Il va sans dire que les femmes participent comme partout aux travaux de la ferme et des champs. Mais ce qui est moins évident est leur « part décisive au développement des villes médiévales » (note). Dans les commerces et les ateliers, elles travaillent en général avec leur époux et souvent leurs enfants. Elles peuvent aussi travailler en indépendante ou dans le cadre d'une corporation.
Les corporations d'artisans se montrent ouvertes aux femmes. Les statuts de la corporation des fourreurs de Bâle, rédigés en 1226, leur accordent les mêmes droits qu'aux hommes (note).
Les femmes sont aussi présentes dans les soins de santé (sage-femmes mais aussi médecins ou « miresses ») et dans l'éducation. À la fin du XIIIe siècle, Paris compte 21 maîtresses d'école placées à la tête d'écoles élémentaires de jeunes filles.
Changement d'époque
Affaire de circonstances et de moeurs : si la société féodale reconnaissait assez facilement les droits des épouses, des veuves et des héritières, si l'Église faisait une place aux femmes par nécessité ou par intérêt, les Universités et le monde intellectuel des villes se montrent beaucoup plus fermés.

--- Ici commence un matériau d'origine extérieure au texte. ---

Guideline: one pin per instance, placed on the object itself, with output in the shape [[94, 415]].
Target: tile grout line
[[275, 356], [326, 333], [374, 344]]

Apparues à la fin du XIIe siècle, les Universités de Bologne, Paris ou encore Oxford se sont émancipées peu à peu de la tutelle de l'Église sous la pression des clercs séculiers qui enseignent en chaire. Elles deviennent des citadelles masculines, aucune femme n'étant habilitée à étudier, encore moins à enseigner, mais n'en restent pas là.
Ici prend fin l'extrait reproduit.